Денисова тяжело, надрывно застонала…
— Динь–динь–динь, — раздались высоко в воздухе странные звуки.
— Удары стали о сталь, — пояснил генерал.
С шуршанием посыпались сверху разорванные на мелкие куски бумажки. Не успели сеансирующие опомниться от неожиданности этого явления, как над столом внезапно вспыхнули и забегали яркие звездочки… одна, другая, третья… и так же внезапно погасли, а над головами сидящих протянулась светлая, колеблющаяся нить, как бы соединяющая обоих медиумов — Прайса и Денисову.
Вдруг… Бух!.. упало что–то тяжелое.
— О–о–ох! — не то простонала, не то вздохнула Денисова.
— Кончим, пожалуйста! — раздались дрожащие женские голоса.
— Невозможно, медиум в трансе, — спокойно, но твердо заявил Сталин.
Холод… Треск… Шорох…
Вдруг из соседней комнаты полились торжественногрустные аккорды похоронного марша Шопена.
— Какое мастерское исполнение. Кто это у вас играет, Зинаида Николаевна?
— Не понимаю! — искренне удивилась хозяйка. — В доме, кроме прислуги, решительно никого нет.

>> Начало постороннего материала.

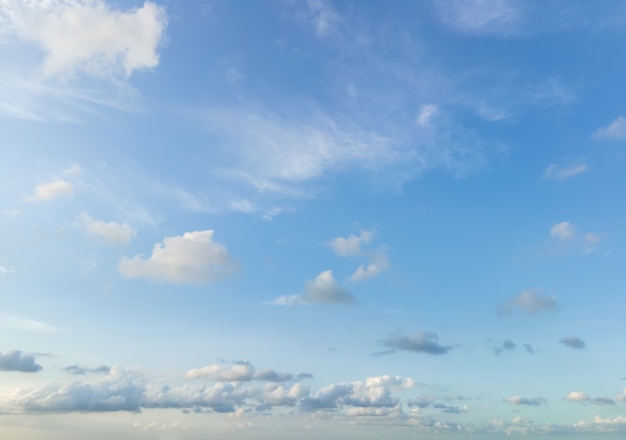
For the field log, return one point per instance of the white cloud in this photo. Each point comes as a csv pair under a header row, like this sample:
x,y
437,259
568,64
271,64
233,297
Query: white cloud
x,y
427,112
615,131
241,371
87,36
499,17
563,231
17,361
189,258
52,190
323,289
530,302
111,232
25,324
558,172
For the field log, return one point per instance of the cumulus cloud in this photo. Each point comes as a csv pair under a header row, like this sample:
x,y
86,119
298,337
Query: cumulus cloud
x,y
558,172
353,246
530,302
241,371
573,342
52,190
88,36
518,400
111,232
323,289
189,258
18,361
78,370
418,342
563,231
615,131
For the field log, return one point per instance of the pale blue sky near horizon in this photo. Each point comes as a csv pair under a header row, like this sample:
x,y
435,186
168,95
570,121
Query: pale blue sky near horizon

Вдруг в гармонические аккорды стали вторгаться посторонние ноты, звучащие резким диссонансом. Торжествен — ное темпо марша начало переходить в какую–то плясовую мелодию. Получалось впечатление, точно два лица, мешая друг другу, стараются исполнить каждый иное произведение.
— Забавно, — сказал Зорин. — Я бы ничего не имел против того, чтобы и мертвые гости, если только они изволят развлекать нас музыкой, пожаловали в эту комнату и поплясали при свете своих фосфоресцирующих глаз и под звук костей вместо кастаньет.
— Ой, не накликайте! — зашептали его соседи.
За цепью задвигались молочно–белые фигуры, ясно выделявшиеся на темном фоне комнаты. Распространился какой- то странный удушливый запах.
Под столом, тяжело дыша, завозилось что–то большое.
— Ай… ай! — прорезал воздух крик нестерпимой боли.
— Холодные руки душат! Хватают!
— Огня! Спасите!..
Гам… Крик… Суета…
Как испуганное стадо, кинулись все к запертой двери.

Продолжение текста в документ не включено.